抱っこされるのが大好きで、今も毎日「母ちゃん、抱っこ」とせがみに来るし、私の友人が遊びに来ると「新しい母ちゃんだね!」といそいそと膝に乗って甘えます。6年前に検査したとき、「腎不全で一刻を争う状態」と言われてびっくりしてセカンドオピニオンで別な獣医に連れて行ったら、そこの先生が笑いながら、「太っているのがいいことだとは言いませんが、腎不全の子は、こんなに太れませんよ」と言ってくれたので救われました。19歳の今も唯一我が家に残っています。
猫社会になじめなかった次男、羽緒(はお)くん
音緒を拾ってから、物置にあった穴をアクリル板でふさいでしまったので、もう猫は拾えない、と思っていたら翌年、塀から落ちてきて泣きわめいている子がいました。羽緒と名付けたのに、どんどん大きく丸く育って、狸のようになっていきます。音緒とは違って利発な賢い子で、羽緒が目を真ん丸に見開いてこちらを見るととても可愛く、人間界では結構人気者だったのですが、先住の3匹にはあまり受け入れてもらえず、いつも独りぼっちでいることが多い子でした。

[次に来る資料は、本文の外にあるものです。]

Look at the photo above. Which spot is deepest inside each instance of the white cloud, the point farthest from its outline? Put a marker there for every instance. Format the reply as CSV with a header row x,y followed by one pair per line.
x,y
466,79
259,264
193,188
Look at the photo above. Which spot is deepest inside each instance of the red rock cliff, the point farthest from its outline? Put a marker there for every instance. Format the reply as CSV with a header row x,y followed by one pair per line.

2011年の大地震のとき、いなくなってしまって、半泣きで探し回ったことを覚えています。チラシを作って近隣に配って歩きました。「ずっとおうちにいた子なら、そんなに遠くまで行くことはありません。きっとすぐ近くにいるはずですよ」と言ってくれたのが、後に音緒を腎不全疑惑から救ってくれた獣医さんです。家の中はもう全部見たし、何度見てもこんなところにいるはずは、と押入れを開けた時、暗闇に丸く光るものが2つ。え?え?ここにいたの?昨日もじっとここで恐怖に耐えていたの?驚かさないようにそーっと近寄って抱っこして、喉をごろごろ鳴らす音を聞いた時には心底ほっとしました。
太っているのが可愛かったのだけど、肥満はやはり万病の元です。糖尿病になってしまって、インスリン注射を朝晩私が家で打つ、かわいそうな晩年でした。一番若かったのに、13歳で一番先に虹の橋を渡ってしまいました。